Table 2 illustrates the evaluation outcomes. The sensitivity value presented in the results is associated with the FN parameter, which is crucial for safety reasons in the proposed use case. A reduced rate of FN must be matched by a high value of F1, since it correlates the TP, FP, and FN performance metrics. Finally, the value of the specificity has also to be considered because it relates TN with FP rates.

Table 2 Object detector results 1

4.5 AI Mechanisms for Adaptative Coupling Distance Control (INDRA, UPM)

To improve the virtual coupling system, two different modules has been developed: the real time monitoring and QoS control for platoon strategy and the real time monitoring and QoS control for vehicle.

The first one consists of the vehicle model fine-tuning that refines on real time the specific dynamic train characteristics model.

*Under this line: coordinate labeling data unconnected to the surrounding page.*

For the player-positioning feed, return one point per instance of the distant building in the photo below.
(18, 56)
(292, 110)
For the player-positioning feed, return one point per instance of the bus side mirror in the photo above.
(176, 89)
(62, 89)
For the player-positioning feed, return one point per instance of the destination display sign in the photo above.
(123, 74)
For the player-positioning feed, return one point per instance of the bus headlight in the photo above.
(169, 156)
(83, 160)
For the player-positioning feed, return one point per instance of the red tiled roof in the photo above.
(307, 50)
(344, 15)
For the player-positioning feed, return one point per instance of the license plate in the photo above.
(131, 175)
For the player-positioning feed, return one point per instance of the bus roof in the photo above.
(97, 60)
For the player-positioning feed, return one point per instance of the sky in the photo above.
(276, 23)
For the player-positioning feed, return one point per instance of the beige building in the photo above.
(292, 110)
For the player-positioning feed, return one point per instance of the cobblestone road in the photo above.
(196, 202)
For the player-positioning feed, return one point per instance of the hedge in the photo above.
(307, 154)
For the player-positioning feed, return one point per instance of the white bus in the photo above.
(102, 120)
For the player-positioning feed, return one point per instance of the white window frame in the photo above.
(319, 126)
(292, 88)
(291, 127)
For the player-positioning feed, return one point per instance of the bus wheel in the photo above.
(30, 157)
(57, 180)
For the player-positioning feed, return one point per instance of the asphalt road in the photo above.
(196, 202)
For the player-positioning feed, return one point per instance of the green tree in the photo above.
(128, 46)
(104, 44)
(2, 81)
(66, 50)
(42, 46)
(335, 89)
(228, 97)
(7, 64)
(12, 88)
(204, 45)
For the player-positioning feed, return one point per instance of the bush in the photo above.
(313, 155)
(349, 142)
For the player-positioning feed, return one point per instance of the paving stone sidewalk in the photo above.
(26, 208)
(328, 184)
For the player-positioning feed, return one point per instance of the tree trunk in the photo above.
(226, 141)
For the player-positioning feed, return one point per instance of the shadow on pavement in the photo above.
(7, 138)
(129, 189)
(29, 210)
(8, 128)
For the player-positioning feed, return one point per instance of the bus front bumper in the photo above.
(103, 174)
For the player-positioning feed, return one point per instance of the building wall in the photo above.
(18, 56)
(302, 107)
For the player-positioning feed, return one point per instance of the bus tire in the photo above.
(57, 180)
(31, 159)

Figure 17 shows the connection between the monitoring module and components for the vehicle model characterization.

Fig. 17
An architectural diagram. The vehicle manufacturer dataset is passed to S T C C or S R A S. It is then passed to the vehicle model fine-tuning in S A M C. The description of T 3.3 is given on the left. It is then passed to the O B U or T C M S or external system.

Adaptative coupling distance control architecture 1

The second one consists of making use of the vehicle model fine-tuning described on the previous paragraph, to adapt on real time the movement directives to the specific dynamic train characteristics.

Figure 18 shows the connection between the monitoring module and components for the vehicle model characterization.

Fig. 18
An architectural diagram. The vehicle manufacturer dataset maps to S T C C or S R A S. The data from the movement directive generation maps to the vehicle model fine-tuning and O B U or T C M S or external system. The text reads, T 3.3, real-time monitoring and Q o s control for platoon strategy.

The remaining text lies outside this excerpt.